Twelve months ago if someone had asked me my opinion on Hungarian wines, I would have responded with a blank stare. However, having since visited Hungary on vacation last summer, I have become smitten, not just with the wines, but with the country itself.

A century ago Hungary was one of the most important wine producers in Europe. However since then, Hungary grape vines were attacked by the phylloxera aphid which resulted in devastating losses. After that, Hungary itself was attacked during the two world wars, followed by a Communist occupation that lasted until 1991.
The g0od news is Hungary is making a comeback. There are now a multitude of small estates producing tasty wines, using a combination of traditional practices and modern sensibility.
With Hungary being situated between the 46th and 49th parallel, it is in the same latitude range as many of France’s top wine regions from Northern Rhône to Champagne. Hungary’s rolling hills are rich in volcanic soils and limestone–idyllic soil types for fine winemaking.
There are 22 wine regions in Hungary which has been highly criticised given the size of the country. However, this has not deterred the Hungarians as they feel the regions are well known and understood by their people. Each region is unique based on the climate, soil composition, and the grape varietals grown.
The climate ranges from having a small amount of rain, dry, extreme summer, cold winter to moderate, sub Mediterranean to cool, small amount of rain, long winter; to cool, rainy, windy and warm winter, dry summer, extreme amount of sunshine. As a result there is a large range in grape varietals grown from one region to the next.
Grape varietals being grown in Hungary include,
White Grapes
- Arany Sárfehér
- Budai Zöld
- Chardonnay
- Cserszegi Fűszeres
- Ezerjó
- Furmint
- Hárslevelű
- Irsai Olivér
- Juhfark
- Kabar
- Kéknyelű
- Királyleányka
- Kövidinka
- Leányka
- Muscat Ottonel
- Olaszrizling
- Rhine Riesling
- Rizlingszilváni,
- Sárfehér
- Sauvignon Blanc
- Szürkebarát
- Tramini (Gewürztraminer)
- Vulcanus
- Zeusz
- Zöld Veltelini (Grüner Veltliner)
Red Grapes
- Cabernet Franc
- Cabernet Sauvignon
- Kadarka
- Kékfrankos
- Merlot
- Pinot Noir
- Portugieser
- Rózsakő
- Syrah
- Turán
- Zweigelt
Hungary produces not only red and white wine, but Rosé, Sparkling, and Sweet wine as well.
Here is an interesting fact.
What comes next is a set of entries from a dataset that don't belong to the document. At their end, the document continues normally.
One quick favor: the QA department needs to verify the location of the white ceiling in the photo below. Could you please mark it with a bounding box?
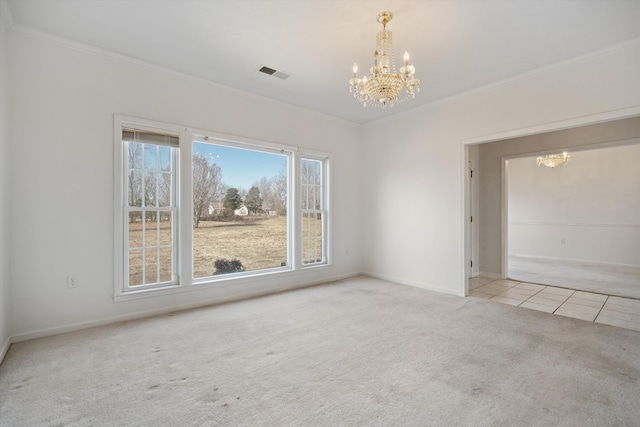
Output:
[0,0,640,123]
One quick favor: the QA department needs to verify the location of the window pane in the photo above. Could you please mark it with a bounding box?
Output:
[157,172,172,208]
[127,170,142,207]
[160,248,173,282]
[193,142,289,278]
[302,213,324,264]
[129,249,142,286]
[144,172,158,207]
[144,248,158,283]
[142,144,158,170]
[123,134,177,287]
[129,142,142,169]
[159,216,172,246]
[158,146,171,172]
[129,216,143,248]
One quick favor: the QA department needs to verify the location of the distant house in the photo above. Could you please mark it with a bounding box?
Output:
[206,200,224,216]
[233,205,249,216]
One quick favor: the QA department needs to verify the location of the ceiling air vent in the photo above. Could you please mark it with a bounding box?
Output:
[258,65,291,80]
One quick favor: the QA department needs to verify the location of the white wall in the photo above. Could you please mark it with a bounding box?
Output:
[9,31,361,340]
[363,40,640,295]
[0,16,11,362]
[507,145,640,266]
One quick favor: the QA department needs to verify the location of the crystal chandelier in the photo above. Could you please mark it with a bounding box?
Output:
[536,151,571,168]
[349,12,420,108]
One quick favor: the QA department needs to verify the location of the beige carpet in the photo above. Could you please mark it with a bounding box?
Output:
[0,277,640,426]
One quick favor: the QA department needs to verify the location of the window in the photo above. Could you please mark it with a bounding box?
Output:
[300,158,327,265]
[114,115,329,300]
[122,128,178,289]
[193,138,291,279]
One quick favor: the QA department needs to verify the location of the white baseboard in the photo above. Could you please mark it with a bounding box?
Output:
[509,254,640,268]
[473,271,502,279]
[364,273,464,297]
[10,273,362,344]
[0,336,12,364]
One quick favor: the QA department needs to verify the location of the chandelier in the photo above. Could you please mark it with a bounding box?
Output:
[349,12,420,108]
[536,151,571,168]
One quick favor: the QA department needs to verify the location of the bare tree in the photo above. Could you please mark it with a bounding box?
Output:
[127,142,142,222]
[193,155,223,228]
[272,169,288,215]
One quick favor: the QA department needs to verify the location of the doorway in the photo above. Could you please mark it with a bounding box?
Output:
[504,141,640,299]
[465,117,640,300]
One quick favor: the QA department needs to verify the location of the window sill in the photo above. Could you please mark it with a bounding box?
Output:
[113,264,330,302]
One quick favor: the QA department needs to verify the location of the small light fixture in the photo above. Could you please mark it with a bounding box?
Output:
[536,151,571,168]
[349,12,420,108]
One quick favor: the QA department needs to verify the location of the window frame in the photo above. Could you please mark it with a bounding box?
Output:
[113,114,332,302]
[300,153,329,268]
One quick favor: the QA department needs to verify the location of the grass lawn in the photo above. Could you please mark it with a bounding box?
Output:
[129,216,287,286]
[193,216,287,277]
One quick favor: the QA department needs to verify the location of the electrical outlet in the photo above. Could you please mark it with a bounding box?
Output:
[67,274,78,289]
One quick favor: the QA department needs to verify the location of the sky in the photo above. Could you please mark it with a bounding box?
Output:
[193,142,287,191]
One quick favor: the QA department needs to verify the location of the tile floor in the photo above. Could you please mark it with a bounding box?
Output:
[469,277,640,331]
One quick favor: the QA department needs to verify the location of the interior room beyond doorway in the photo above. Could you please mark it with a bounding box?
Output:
[506,144,640,298]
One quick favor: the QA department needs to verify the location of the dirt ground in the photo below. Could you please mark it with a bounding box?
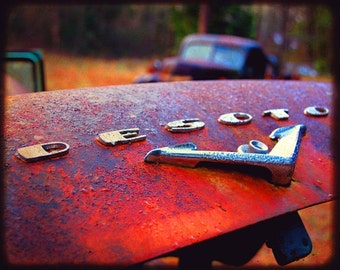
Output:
[41,54,335,269]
Hungarian wine producers use Hungarian oak to temper their intense wines. Hungarian oak barrels can also be found in many wineries in Europe and North America. Expect more delicate effects from Hungarian oak than from its French and American counterparts, and soft, creamy, toasted flavors and aromas.
Hungarian wine regions and local styles are as alluring as they are diverse. If a wine shop were organized by flavor profile, Hungarian wines would all belong in different corners of the store. Yet all the wines reflect something of their shared history.
There is one wine that is unique to Hungary – Tokaji, which is pronounced as “Toe-Kye”. To receive the Tokaji denotation, dry or sweet, a wine can only contain the 6 native varieties of Furmint (“foor-meent”), Hárslevelü (“harsh-level-ooo”), Kabar (“kah-bar”), Kövérszölö (“kuh-vaer-sue-lou”), Zéta (“zay-tuh”), and Sárgamuskotály (“shar-guh-moose-koh-tie”). The wine is made from individually picked botrytized grapes that are then mashed and soaked in dry wine or must. The resulting wine, after aging, is golden, extremely sweet (120-180 grams per liter) and has the potential to age indefinitely when properly stored.
This treasured wine often has the flavour of candied tangerines and apricots, cinnamon and cloves, with sweetness somewhere between honey and nectar. Its bright acidity balances out the extreme sugar content. In Hungary, the classic pairing is foie gras, but you can drink it with creamy cheeses, lemon tarts, or simply on its own. A bottle could easily set you back in excess of $60.
In spite of all of the wonderful Hungarian offerings, there is one to avoid, that being Bikavér. These are mass-produced wines dating back to the communist regime. Your local wine retailer should be able to assist you in avoiding these wines.
Hungarian wines are one of the wine world’s under publicised and best kept secrets. Unfortunately they are not as prominent in this country as many of their other European cousins. If you come across Hungarian wines in your local wine store, I recommend trying one. I don’t think you will be disappointed.